What Peele achieves with Get Out is nothing short of remarkable. The boundary between funny and frightening is a thin line to walk, but Peele does so all the while thrusting a mirror in the viewer’s face. He blasts the vulnerability, confusion and despair of being stereotyped, targeted and marginalized into the suffocation of horror — and the message his movie contains is one the viewer cannot escape.

Invited home to meet his girlfriend Rose Armitage’s (Allison Williams) family for the first time, Chris (Danie Kaluuya) finds himself in an uncomfortable situation that slowly gets creepier and creepier. Rose’s parents, played by Bradley Whitford and Catherine Keener, are not just accepting of Chris’ relationship with their daughter — they eagerly delight over it. And so do their upper-class white friends.

Everyone is fascinated by Chris, with what athletic feats they think he can do and his supposed sexual strengths. To make things worse, Rose’s mother is hypnotizing Chris in paralyzing episodes that cure his smoking habit but also propel him into a dark “Sunken Place” through which he cannot move or make noise.

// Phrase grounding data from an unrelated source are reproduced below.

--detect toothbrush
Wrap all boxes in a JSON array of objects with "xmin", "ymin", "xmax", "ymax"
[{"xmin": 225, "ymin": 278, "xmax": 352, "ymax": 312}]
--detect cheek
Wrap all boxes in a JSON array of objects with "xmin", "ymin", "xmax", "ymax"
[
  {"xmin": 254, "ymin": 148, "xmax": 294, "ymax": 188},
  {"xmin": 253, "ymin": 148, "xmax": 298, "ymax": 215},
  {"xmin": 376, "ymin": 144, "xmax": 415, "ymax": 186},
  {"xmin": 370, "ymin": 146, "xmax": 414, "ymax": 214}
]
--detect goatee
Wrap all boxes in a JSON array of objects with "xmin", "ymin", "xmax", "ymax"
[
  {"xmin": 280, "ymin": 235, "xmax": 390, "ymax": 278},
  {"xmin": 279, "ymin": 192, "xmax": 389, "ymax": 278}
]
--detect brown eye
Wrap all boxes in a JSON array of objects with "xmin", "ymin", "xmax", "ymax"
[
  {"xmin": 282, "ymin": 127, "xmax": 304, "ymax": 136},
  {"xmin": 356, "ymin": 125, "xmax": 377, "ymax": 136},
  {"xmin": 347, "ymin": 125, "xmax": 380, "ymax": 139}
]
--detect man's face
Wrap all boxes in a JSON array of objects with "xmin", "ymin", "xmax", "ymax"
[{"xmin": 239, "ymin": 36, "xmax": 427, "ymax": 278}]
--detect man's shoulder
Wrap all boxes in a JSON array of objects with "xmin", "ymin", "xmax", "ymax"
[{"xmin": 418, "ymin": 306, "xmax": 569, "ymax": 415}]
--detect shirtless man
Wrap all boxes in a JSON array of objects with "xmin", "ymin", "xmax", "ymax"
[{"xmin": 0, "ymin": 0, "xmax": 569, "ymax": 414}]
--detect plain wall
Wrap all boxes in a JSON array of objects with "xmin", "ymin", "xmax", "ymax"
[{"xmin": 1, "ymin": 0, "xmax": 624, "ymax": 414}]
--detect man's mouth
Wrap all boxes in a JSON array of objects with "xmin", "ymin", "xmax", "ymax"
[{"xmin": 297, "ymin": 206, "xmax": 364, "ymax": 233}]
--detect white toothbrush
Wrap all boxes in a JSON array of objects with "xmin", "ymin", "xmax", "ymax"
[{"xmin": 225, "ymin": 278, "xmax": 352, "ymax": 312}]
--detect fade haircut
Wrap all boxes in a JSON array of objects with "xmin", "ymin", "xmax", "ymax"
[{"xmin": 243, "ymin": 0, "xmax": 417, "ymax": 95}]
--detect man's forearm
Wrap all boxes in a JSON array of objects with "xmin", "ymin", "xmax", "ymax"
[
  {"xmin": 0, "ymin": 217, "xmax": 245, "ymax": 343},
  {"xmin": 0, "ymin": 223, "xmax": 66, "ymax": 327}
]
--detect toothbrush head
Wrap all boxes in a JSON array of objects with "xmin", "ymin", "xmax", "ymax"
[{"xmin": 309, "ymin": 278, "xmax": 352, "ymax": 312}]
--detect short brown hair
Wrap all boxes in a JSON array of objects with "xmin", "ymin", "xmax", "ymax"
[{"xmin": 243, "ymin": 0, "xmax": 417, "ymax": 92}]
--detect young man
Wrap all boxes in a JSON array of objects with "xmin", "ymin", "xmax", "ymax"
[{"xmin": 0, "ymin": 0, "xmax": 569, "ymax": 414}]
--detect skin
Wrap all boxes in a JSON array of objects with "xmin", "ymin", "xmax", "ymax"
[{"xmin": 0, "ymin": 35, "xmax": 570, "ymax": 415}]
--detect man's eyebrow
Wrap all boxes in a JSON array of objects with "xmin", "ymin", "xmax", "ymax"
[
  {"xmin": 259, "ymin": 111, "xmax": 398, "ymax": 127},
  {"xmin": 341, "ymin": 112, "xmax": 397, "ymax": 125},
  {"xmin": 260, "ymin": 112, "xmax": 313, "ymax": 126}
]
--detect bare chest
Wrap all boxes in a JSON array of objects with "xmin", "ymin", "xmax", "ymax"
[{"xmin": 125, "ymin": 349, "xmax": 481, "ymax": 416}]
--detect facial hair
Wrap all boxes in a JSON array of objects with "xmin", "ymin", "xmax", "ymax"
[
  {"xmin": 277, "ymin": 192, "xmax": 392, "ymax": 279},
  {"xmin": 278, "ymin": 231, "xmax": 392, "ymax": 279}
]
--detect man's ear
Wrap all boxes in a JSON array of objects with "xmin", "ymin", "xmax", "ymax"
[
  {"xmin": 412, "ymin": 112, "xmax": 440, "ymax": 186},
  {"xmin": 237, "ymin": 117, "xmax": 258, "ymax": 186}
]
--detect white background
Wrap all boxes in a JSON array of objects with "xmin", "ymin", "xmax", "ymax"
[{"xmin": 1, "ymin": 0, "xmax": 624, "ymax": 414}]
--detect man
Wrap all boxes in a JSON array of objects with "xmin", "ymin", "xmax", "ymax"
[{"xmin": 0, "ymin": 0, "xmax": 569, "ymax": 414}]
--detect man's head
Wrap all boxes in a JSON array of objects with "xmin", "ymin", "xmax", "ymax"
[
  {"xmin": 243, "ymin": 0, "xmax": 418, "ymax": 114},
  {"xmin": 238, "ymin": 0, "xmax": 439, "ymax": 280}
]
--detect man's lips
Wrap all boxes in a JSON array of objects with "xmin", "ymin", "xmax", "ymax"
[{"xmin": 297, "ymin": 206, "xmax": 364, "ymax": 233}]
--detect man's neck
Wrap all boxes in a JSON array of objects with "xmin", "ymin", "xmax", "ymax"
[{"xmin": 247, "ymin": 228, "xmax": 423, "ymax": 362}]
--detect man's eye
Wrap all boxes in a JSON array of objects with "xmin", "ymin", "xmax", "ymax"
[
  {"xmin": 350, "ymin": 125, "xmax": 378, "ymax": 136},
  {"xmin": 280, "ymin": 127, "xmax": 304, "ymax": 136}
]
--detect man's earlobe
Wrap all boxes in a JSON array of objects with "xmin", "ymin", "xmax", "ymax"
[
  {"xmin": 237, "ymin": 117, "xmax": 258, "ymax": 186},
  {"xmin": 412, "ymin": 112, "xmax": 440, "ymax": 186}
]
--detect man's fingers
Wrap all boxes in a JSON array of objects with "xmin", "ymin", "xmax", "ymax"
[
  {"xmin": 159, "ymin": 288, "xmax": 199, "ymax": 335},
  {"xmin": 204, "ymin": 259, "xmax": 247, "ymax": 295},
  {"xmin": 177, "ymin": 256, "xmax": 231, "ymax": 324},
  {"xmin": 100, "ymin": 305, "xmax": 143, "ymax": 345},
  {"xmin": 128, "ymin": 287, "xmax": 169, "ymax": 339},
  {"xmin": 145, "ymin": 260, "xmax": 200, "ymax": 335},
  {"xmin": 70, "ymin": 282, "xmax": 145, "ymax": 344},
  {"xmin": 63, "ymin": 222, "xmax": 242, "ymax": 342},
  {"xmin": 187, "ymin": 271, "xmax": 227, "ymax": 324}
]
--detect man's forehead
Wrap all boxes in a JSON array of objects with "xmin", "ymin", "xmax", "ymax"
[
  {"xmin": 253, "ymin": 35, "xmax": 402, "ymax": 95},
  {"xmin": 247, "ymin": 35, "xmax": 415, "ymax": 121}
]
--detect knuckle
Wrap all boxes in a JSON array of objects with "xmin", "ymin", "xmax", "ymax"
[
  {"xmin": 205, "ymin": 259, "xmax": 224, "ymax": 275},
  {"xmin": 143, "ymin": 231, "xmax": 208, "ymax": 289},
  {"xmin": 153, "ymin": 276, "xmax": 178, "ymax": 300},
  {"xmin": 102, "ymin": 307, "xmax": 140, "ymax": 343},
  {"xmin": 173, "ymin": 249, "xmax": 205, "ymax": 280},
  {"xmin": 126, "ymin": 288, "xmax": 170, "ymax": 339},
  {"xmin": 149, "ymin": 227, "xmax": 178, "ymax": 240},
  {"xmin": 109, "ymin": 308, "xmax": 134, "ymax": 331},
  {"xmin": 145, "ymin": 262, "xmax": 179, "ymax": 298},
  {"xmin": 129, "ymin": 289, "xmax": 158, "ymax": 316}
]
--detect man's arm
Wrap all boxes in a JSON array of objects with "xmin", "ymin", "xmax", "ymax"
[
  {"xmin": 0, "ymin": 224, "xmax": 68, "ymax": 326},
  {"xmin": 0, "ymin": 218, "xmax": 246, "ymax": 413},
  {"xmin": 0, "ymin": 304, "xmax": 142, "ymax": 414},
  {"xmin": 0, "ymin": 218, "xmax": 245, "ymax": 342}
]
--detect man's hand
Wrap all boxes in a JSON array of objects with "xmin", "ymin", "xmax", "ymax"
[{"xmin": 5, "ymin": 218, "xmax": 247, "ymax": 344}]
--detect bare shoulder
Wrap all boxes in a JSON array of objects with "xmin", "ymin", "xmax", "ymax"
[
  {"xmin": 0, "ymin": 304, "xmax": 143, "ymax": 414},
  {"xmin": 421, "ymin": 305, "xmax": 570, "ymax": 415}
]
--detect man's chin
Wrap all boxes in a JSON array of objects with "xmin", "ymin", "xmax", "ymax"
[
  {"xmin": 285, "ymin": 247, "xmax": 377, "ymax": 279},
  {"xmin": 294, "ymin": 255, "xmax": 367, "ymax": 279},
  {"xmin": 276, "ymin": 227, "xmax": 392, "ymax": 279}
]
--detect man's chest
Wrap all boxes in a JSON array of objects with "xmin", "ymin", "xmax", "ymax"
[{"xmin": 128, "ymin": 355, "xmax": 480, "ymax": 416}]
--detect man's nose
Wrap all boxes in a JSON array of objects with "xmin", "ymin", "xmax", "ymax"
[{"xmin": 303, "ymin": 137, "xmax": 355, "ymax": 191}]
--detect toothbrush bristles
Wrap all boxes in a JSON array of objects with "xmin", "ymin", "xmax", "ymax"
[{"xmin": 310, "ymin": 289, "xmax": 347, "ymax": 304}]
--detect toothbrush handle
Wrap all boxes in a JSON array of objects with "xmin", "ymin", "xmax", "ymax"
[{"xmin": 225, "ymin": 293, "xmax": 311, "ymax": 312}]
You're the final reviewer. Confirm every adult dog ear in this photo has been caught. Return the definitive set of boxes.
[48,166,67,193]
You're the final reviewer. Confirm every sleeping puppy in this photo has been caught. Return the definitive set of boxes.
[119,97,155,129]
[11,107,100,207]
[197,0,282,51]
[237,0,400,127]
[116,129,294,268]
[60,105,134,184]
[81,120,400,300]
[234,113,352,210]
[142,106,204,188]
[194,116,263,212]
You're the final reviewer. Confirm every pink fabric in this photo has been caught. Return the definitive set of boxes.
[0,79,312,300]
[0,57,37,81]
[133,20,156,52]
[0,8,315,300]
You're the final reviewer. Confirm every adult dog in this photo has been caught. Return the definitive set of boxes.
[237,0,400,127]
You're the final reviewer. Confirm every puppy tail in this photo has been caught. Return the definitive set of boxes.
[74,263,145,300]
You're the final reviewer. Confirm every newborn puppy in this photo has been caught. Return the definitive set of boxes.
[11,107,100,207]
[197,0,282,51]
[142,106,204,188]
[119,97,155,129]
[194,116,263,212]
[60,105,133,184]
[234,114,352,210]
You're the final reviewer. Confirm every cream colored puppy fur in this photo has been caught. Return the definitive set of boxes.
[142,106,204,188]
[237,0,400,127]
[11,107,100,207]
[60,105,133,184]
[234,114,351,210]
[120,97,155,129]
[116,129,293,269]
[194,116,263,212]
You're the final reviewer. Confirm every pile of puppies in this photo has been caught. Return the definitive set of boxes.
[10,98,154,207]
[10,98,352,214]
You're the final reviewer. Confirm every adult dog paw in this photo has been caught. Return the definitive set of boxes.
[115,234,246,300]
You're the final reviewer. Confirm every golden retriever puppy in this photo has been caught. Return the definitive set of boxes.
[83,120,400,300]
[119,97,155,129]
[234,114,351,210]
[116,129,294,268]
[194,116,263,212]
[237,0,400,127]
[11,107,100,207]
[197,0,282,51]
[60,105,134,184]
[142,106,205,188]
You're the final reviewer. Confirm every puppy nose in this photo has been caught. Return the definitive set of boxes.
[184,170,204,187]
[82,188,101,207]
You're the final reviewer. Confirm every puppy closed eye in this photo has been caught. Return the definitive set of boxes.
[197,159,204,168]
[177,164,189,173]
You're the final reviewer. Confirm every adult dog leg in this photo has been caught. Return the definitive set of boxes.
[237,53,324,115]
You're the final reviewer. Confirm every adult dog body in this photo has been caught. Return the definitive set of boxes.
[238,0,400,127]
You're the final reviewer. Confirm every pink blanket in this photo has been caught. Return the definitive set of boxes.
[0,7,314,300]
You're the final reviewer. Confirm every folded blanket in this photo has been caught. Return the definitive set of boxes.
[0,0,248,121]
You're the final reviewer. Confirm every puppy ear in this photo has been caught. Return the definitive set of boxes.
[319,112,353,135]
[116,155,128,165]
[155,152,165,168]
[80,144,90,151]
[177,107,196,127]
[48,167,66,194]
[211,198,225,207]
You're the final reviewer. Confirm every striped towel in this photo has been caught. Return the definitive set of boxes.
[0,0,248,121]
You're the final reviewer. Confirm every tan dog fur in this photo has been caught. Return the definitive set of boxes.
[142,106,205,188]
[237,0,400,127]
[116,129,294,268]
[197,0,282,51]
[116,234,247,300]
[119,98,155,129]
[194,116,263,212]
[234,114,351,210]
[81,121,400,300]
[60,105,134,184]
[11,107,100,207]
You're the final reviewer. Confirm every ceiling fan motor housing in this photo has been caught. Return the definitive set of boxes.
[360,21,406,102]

And also, who are the mysterious, creepily smiling black employees who work on the family grounds?

Unsurprisingly, some really terrifying stuff is at work. And, caution — spoilers to the movie may lie ahead. Rose’s family is, of course, not what they seem. But for the entire movie, Chris believes Rose is on his side because through all her family’s obsession and fixation on his race, she must truly love him. Right?

It all culminates in a chilling scene that propels the movie into its third act, in which Chris frantically tries to gather up Rose to leave the Armitage residence before things can get any worse. (Really, who better to portray the essence of unbothered white femininity than Marnie from Girls?) But while Rose is searching for her bag, Chris makes a terrifying discovery in the closet of her childhood bedroom: a shoebox containing a series of romantic selfies of Rose with exclusively black men and one black woman.

Imagine, for a moment, that Get Out is a film of an entirely different genre, that it is perhaps a drama in the vein of Guess Who’s Coming to Dinner. Would the shoebox scene change anything, make the situation less devastating? No. And that is the root of the uncanny, one that Peele blossoms into overt horror but that remains nonetheless as terrifying as if it had happened in real life. It’s the insertion of the unfamiliar, the horrifying truth, into your calm and happy existence, and it’s that realization that changes everything. That the woman you thought you loved perhaps never loved you, only the color of your skin, and that the part of you which you don’t see walking around through the world is the only thing people see when they look at you.

The devastation this truth conjures is real. And though Get Out is very specifically about the experiences of black Americans, this situation has happened to me as an Asian American and remains true as long as races and groups of people are fetishized for nothing more than the bodies they were born with.

With clear visual references to cotton-picking and physical restraints, Get Out emphatically concludes that centuries after the practice of slavery was abolished, black Americans have always been and will continue to be judged and perceived first by their bodies. Less of a comment on interracial dating than on America’s twisted perceptions of black people, Get Out layers rich symbolism on top of masterful, gripping humor to create a staggering, unforgiving work. It is a movie as important to understand as it is to be entertained by.

Zoe Cheng is a sophomore majoring in writing for screen and television. Her column, “Wide Shot,” runs Wednesdays.